Still, it was a desperate venture, and during the helter-skelter rush through damp and darkness that followed, Raphael had time to understand that the fight that was about to take place in the tunnels beneath Kiev would be marked down, in the annals of the Shield-Brethren, as a suicidal last stand—supposing any news of it ever reached the surface.
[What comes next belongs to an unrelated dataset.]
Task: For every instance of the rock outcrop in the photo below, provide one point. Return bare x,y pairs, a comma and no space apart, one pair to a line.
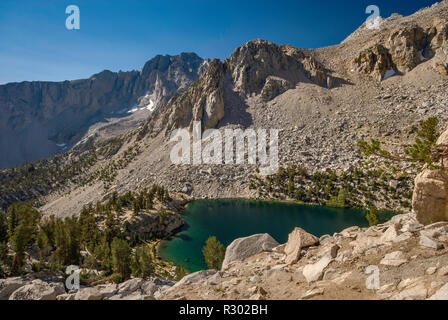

Just the sort of fight, in other words, that they had all been trained to undertake at a moment’s notice without hesitation. Raphael was not certain that he was equal to it. The quest to find and slay the Great Khan was at least as hopeless, but the nature of that undertaking gave him much more time to prepare himself for the fate waiting at its end. This, though, had been sprung upon him and promised to be much more ignominious.

 

And so he was thankful in a way when he tripped over something heavy and soft on the tunnel floor, fell down full-length, and realized that he was lying on top of a dead Livonian knight. Roger had taken him from behind and shoved his rondel into some part of the man’s anatomy that had brought about instantaneous death.